La condamnation : jusqu’à trois ans de prison ferme et dix ans d’interdiction du territoire français (ITF). L’ITF, comme l’OQTF, est un motif de placement en rétention. Et elle est immédiatement applicable. « À son 89ème jour, la personne va être emmenée en garde-à-vue, placée en détention au titre de la comparution immédiate, puis condamnée (en visio-audience, ndlr) à une ITF. Du fait de cette ITF : la personne est de nouveau placée au CRA. C’est ainsi qu’elle enchaîne deux périodes de rétention », détaille Paul Chiron, responsable des questions de rétention à La Cimade. « À nos yeux, c’est un détournement de la loi sur la durée maximale de la rétention ».
Une cellule de garde-à-vue spécialement créée
Et ce, sans même quitter l’enceinte du Mesnil-Amelot ! En effet, une cellule de garde-à-vue a été construite dans une caserne de CRS accolée au CRA, spécialement pour ce genre de procédures. « Les retenus sont jugés dans cette annexe. Ils font 24 heures de garde à vue, et on les ramène à l’intérieur du CRA », résumait Louise Lecaudey, responsable de l’équipe de La Cimade qui officiait en 2023 au Mesnil, lorsque nous avions rencontré Idriss. « On voit là que le détournement de la loi est tellement ancré dans la pratique qu’ils ont créé cette annexe de facilité. Il y a un côté sans gêne », soupire Paul Chiron.
La pratique n’est pas nouvelle : elle est apparue avec le Covid. En 2021, plus de la moitié des personnes qui ont passé plus de 75 jours en rétention ont fait l’objet d’intention de poursuites, relève La Cimade. 67% des personnes poursuivies pour refus de test PCR ont été envoyées soit en prison soit de nouveau en rétention.
Enfermement « sans fin » en rétention
« C’est absurde de penser que le prolongement de la rétention va augmenter les expulsions. Si un consulat ne répond pas pendant 3 mois (pour délivrer le laissez-passer nécessaire à l’éloignement, ndlr), il ne répondra pas non plus pendant 6 mois », rappelle Paul Chiron. Seules 3 % des personnes expulsées le sont dans la dernière période de leur rétention (de 75 à 90 jours).

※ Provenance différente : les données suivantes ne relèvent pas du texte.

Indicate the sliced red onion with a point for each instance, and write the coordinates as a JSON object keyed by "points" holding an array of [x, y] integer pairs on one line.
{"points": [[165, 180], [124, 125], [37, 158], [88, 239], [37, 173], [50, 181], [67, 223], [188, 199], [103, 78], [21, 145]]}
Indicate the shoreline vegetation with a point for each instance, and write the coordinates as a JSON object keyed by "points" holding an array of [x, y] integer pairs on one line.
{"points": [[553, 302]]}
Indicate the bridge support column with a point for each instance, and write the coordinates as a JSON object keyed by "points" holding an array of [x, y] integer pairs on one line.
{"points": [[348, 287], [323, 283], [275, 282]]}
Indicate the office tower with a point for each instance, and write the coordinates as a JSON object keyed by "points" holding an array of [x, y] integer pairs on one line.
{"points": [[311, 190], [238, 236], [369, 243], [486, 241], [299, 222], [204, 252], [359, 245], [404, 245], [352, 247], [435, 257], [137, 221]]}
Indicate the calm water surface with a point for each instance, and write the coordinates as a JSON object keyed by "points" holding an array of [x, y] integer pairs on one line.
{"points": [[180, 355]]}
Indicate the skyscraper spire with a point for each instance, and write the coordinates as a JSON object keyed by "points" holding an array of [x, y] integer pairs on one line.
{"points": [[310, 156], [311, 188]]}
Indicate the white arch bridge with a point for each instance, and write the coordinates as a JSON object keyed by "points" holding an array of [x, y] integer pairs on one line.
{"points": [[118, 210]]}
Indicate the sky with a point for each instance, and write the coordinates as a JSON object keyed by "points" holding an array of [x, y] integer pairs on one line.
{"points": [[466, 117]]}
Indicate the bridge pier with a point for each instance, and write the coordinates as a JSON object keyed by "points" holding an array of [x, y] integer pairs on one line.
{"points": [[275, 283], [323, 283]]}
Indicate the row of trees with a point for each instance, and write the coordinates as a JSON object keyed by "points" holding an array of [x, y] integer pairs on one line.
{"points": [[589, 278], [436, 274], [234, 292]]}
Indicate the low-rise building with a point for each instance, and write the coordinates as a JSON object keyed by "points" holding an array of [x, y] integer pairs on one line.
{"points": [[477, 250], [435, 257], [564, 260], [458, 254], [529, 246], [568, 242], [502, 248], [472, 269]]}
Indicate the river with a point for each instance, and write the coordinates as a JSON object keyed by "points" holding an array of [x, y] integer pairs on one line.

Au total, sur les 17 000 personnes retenues en CRA en 2023 dans l’Hexagone, seuls 36 % ont été éloignées, rappelle le rapport annuel de la Cimade publié en avril 2024. L’enjeu est diplomatique : certains consulats bloquent. Ainsi, 75 % des Algériens, Tunisiens et Marocains enfermées en 2023 n’ont pas été expulsés. Alors que ces nationalités représentent la moitié des personnes enfermées en CRA de France hexagonale.
Le recours à l’ITF pour enfermer au-delà de 90 jours est une réalité encore peu chiffrée et documentée. Mathilde Buffière, responsable rétention du Groupe SOS Solidarité-ASSFAM, une autre association intervenant dans les CRA, dit ne pas l’avoir constaté. En revanche, elle voit se mutiplier « des placements qui s’enchaînent. Les personnes font 90 jours, elles sortent… Puis elles sont de nouveau interpellées par la police dans des délais courts. Donc : retour au CRA, potentiellement jusqu’à 90 jours ».
Pour rappel, la loi conditionne le maintien en rétention à la possibilité d’un éloignement. « Sachant que les personnes n’ont pas pu être expulsées pendant 90 jours, les remettre en CRA, ça pose question quant au respect du cadre légal », insiste Mathilde Buffière.
En résumé : « les gens sont relâchés au bout des trois mois, puis rattrapés et c’est reparti pour 90 jours. Ou bien le préfet saisit le procureur de la République pour obstruction au renvoi, le retenu est déféré en comparution immédiate, condamné en moyenne à trois mois de détention et, à l’issue, repart au CRA. C’est une chaîne sans fin », conclut l’avocate Me Carine Chevalier-Kacprzak, du barreau de Meaux, au média spécialisé Actu Juridique.